FAYETTEVILLE, Ark. – Raymond McCaffrey, director of the Center for Ethics in Journalism at the University of Arkansas, was awarded a Joseph McKerns Research Grant by the American Journalism Historians Association.
McCaffrey, an assistant professor with the School of Journalism and Strategic Media, J. William Fulbright College of Arts & Sciences, won a $1,250 grant award for a proposed historical research project focusing on Louis Stark, a Pulitzer Prize-winning reporter for The New York Times who in 1924 pioneered a new journalism beat that involved coverage of the increasingly powerful U.S. labor movement. Stark, who won a Pulitzer Prize in 1942 for his work on the emerging journalism beat, was called the “dean of all reporters on the labor scene” by President Harry S. Truman.

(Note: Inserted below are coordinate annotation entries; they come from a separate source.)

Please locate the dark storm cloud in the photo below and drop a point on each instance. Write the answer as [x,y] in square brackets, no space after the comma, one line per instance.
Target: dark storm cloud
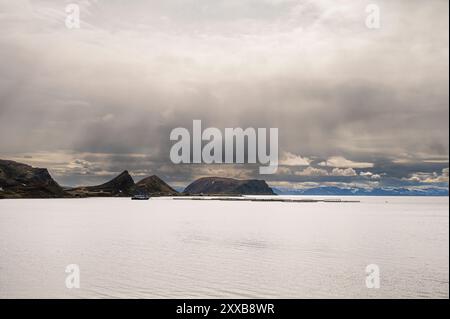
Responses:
[111,92]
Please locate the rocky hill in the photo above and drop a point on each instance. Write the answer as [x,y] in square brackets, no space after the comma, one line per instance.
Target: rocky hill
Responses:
[228,186]
[120,186]
[155,186]
[19,180]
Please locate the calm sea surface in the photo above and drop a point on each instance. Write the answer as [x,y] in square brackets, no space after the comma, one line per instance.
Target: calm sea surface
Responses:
[195,249]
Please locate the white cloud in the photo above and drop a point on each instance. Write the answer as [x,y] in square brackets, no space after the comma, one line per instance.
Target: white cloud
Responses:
[341,162]
[343,172]
[370,175]
[290,159]
[312,171]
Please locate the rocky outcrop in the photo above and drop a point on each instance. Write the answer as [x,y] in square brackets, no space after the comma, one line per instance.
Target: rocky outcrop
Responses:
[228,186]
[19,180]
[120,186]
[155,186]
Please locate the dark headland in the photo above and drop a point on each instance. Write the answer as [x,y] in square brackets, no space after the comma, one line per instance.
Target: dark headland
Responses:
[19,180]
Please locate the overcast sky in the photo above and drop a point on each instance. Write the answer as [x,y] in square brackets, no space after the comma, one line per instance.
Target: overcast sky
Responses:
[353,105]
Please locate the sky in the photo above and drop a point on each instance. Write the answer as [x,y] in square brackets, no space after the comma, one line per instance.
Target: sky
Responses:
[354,106]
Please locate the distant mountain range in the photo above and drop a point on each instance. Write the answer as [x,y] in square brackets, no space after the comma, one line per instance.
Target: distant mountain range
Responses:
[19,180]
[228,186]
[381,191]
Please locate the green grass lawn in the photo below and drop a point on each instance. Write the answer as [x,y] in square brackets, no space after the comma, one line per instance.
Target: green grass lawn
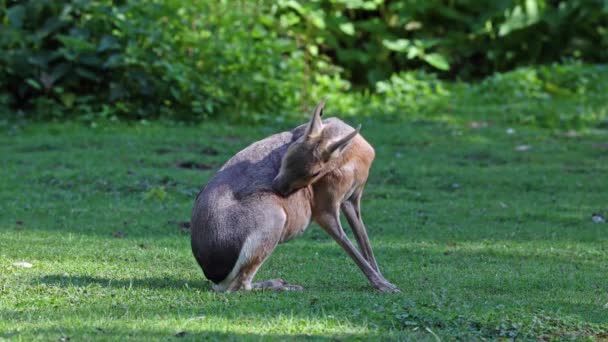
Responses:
[485,241]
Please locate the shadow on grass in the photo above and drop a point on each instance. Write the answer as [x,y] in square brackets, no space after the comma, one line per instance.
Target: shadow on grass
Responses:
[152,283]
[114,334]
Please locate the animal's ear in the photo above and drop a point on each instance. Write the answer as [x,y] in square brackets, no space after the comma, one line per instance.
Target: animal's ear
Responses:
[338,146]
[315,126]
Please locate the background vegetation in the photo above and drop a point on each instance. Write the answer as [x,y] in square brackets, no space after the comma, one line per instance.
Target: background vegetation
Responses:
[486,203]
[268,60]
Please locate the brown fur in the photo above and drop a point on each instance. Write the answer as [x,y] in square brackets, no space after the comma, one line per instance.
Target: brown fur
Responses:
[269,192]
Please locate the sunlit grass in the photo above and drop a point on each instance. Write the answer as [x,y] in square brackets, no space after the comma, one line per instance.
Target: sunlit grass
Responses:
[484,241]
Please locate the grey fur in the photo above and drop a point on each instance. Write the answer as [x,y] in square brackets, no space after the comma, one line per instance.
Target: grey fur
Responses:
[249,202]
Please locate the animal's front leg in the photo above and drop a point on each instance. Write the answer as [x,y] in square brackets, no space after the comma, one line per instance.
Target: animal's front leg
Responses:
[330,222]
[352,212]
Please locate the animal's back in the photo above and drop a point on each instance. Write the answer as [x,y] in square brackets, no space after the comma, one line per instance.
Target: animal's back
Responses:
[237,200]
[222,218]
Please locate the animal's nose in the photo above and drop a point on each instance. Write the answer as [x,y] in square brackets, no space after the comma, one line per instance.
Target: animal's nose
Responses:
[280,186]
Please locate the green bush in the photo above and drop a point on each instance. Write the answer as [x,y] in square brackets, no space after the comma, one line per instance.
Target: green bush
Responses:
[372,39]
[185,60]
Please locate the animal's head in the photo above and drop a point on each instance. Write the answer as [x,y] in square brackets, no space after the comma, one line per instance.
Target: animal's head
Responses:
[310,156]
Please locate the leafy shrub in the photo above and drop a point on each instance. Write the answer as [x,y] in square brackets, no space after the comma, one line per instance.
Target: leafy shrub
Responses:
[162,58]
[372,39]
[562,96]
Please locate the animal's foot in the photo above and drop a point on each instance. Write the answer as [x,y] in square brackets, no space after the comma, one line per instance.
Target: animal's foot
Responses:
[385,286]
[276,285]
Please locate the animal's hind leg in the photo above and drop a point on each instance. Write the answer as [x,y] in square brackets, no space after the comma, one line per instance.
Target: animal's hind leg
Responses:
[255,251]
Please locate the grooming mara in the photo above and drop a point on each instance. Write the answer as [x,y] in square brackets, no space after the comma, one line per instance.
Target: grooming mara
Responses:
[269,192]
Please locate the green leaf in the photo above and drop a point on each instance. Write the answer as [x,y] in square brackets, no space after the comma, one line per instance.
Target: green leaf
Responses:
[33,83]
[348,28]
[399,45]
[437,60]
[15,15]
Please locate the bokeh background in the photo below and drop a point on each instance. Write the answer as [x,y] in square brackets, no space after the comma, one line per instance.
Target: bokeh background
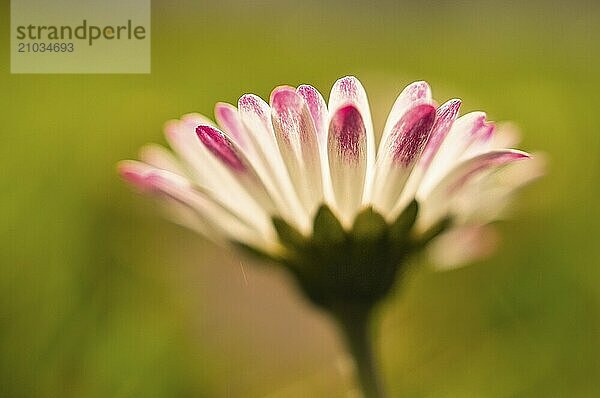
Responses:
[100,297]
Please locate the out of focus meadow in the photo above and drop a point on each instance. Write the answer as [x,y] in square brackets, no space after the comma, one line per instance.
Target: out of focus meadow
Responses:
[101,297]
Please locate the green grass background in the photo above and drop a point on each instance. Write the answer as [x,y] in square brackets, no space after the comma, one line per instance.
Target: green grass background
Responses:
[100,297]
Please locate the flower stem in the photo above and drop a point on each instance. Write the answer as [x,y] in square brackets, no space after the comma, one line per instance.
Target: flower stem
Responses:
[354,322]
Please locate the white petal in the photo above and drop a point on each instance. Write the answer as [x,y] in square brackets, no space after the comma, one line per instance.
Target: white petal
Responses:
[349,91]
[414,93]
[318,109]
[298,143]
[229,121]
[160,157]
[256,117]
[347,148]
[445,116]
[444,196]
[198,211]
[460,246]
[399,154]
[464,131]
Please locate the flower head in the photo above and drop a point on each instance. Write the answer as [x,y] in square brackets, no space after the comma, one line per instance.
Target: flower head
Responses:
[299,181]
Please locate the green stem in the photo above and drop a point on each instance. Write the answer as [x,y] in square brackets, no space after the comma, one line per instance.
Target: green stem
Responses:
[354,322]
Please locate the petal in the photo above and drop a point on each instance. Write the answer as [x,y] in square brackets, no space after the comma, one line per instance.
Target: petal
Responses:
[495,191]
[349,91]
[231,157]
[256,117]
[215,218]
[318,110]
[160,157]
[445,116]
[463,245]
[400,153]
[229,120]
[445,195]
[298,143]
[463,133]
[415,93]
[347,149]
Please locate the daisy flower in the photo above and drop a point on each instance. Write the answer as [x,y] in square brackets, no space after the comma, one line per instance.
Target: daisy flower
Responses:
[299,181]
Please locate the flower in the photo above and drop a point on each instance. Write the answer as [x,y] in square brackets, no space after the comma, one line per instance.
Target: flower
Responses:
[299,182]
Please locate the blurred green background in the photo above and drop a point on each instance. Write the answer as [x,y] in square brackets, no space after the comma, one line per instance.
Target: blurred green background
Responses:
[101,297]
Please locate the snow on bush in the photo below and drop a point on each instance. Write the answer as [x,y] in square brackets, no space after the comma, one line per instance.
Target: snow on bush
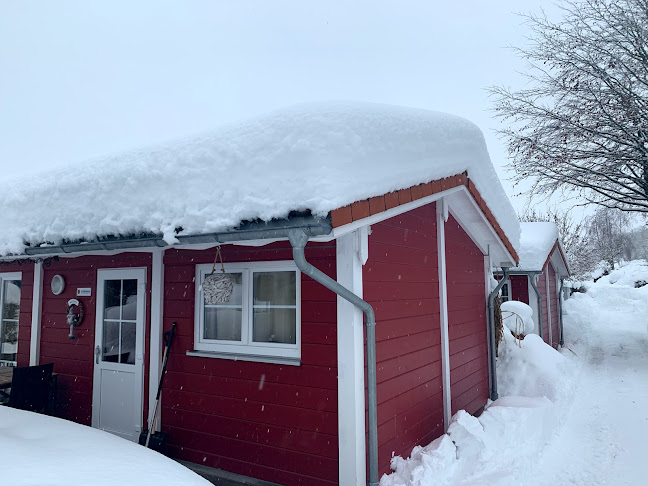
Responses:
[530,368]
[517,316]
[42,450]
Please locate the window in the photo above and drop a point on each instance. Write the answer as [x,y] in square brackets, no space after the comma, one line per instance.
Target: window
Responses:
[10,313]
[260,318]
[505,292]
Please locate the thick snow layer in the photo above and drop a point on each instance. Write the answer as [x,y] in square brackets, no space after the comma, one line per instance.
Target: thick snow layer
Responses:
[536,241]
[589,427]
[517,316]
[42,450]
[313,156]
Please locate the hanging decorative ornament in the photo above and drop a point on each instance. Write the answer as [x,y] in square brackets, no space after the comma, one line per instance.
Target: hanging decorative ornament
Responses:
[217,287]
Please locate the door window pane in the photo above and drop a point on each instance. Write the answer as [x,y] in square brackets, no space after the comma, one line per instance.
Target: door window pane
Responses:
[111,341]
[112,298]
[275,326]
[129,300]
[128,335]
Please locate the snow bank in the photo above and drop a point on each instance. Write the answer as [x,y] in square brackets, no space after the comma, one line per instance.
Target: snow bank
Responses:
[536,241]
[628,274]
[42,450]
[313,156]
[517,316]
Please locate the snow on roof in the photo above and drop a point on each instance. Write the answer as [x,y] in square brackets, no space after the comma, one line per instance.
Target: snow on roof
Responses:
[536,241]
[316,157]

In his grant proposal, McCaffrey wrote: “Stark’s story should be an important one to scholars and others interested in journalism history. For Stark’s efforts to launch the labor beat are part of a larger story: How the Times and other major U.S. newspapers helped legitimize the labor movement with their reporting. In contrast, today’s media coverage has waned as the labor movement faces sterner opposition from politicians and business owners.”
McCaffrey was one of four recipients of a McKerns grant awarded by the American Journalism Historians Association on Oct. 6, 2018, at its annual convention, in Salt Lake City. The grant award, named in honor of the late Joseph P. McKerns, a journalism historian at Ohio State University, is designated for research related to mass media history.